4.7 Voor zover klager met zijn brief van 19 december 2010 betoogt dat betrokkene op 8 april 2010 op de gestelde vragen feitelijk onjuist heeft geantwoord, geldt dat klager tegenover betrokkenes betwisting dienaangaande onvoldoende heeft gesteld waaruit kan volgen dat betrokkene tuchtrechtelijk verwijtbaar heeft gehandeld. Ook dit onderdeel van de klacht faalt.

4.8 De klacht dient - in al haar onderdelen - dan ook ongegrond te worden verklaard.

4.9 Op grond van het hiervoor overwogene wordt als volgt beslist.

5. Beslissing

De Accountantskamer:

·        verklaart de klacht in al haar onderdelen ongegrond.

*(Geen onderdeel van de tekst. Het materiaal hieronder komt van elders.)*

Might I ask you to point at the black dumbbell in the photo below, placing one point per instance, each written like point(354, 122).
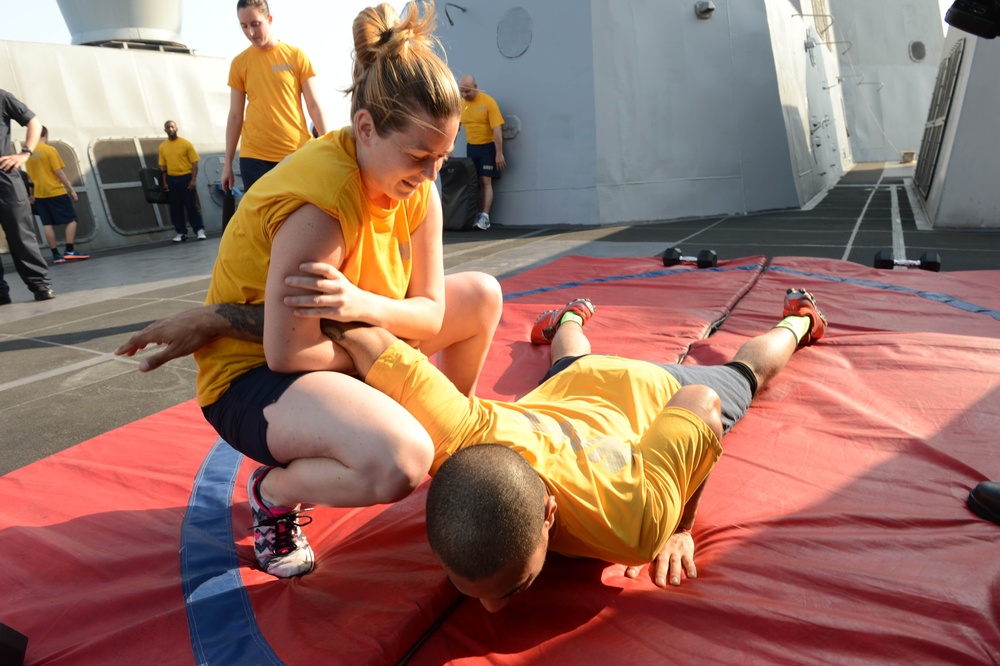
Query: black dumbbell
point(929, 261)
point(13, 645)
point(705, 259)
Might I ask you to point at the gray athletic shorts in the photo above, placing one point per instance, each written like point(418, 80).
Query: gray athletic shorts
point(734, 382)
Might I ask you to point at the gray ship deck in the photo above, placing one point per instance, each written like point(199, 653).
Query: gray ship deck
point(60, 384)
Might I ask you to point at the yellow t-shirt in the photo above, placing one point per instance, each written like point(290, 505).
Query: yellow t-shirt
point(178, 156)
point(42, 167)
point(324, 173)
point(274, 125)
point(479, 117)
point(620, 466)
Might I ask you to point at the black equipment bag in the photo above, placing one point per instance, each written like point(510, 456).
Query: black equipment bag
point(152, 187)
point(459, 193)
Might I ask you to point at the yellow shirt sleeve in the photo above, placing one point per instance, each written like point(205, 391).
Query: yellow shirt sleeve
point(42, 167)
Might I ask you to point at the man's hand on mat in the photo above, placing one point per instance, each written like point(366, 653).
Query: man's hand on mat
point(183, 333)
point(676, 557)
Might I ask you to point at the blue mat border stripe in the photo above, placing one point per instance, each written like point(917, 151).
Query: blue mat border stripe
point(944, 299)
point(218, 606)
point(619, 278)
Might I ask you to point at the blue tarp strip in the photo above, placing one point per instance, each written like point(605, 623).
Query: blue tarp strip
point(223, 626)
point(944, 299)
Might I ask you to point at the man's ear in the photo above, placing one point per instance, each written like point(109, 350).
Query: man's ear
point(550, 511)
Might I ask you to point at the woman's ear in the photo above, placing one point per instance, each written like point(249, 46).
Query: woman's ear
point(364, 127)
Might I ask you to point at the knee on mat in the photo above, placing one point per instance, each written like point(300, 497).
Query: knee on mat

Aldus beslist door mr. W.F. Boele, voorzitter, mr. E.W. Akkerman en mr. E.A. Maan, rechterlijke leden, P.A.S. van der Putten RA en P. van de Streek AA, accountantsleden, in tegenwoordigheid van mr. G.A. Genee, secretaris en in het openbaar uitgesproken op 24 juni 2011.

_________                                                                                          __________

secretaris                                                                                            voorzitter

Deze uitspraak is aan partijen verzonden op:_____________________________

Ingevolge artikel 43 Wtra, juncto artikelen 31 en 32 Wet tuchtrechtspraak bedrijfsorganisatie 2004, kunnen klagerdan wel de voorzitter van de NOvAA tegen deze uitspraak binnen 6 weken na verzending daarvan hoger beroep instellen door het indienen van een beroepschrift bij het College van Beroep voor het bedrijfsleven, postbus 20021, 2500 EA te Den Haag. Het beroepschrift dient te zijn ondertekend en de gronden van het beroep te bevatten.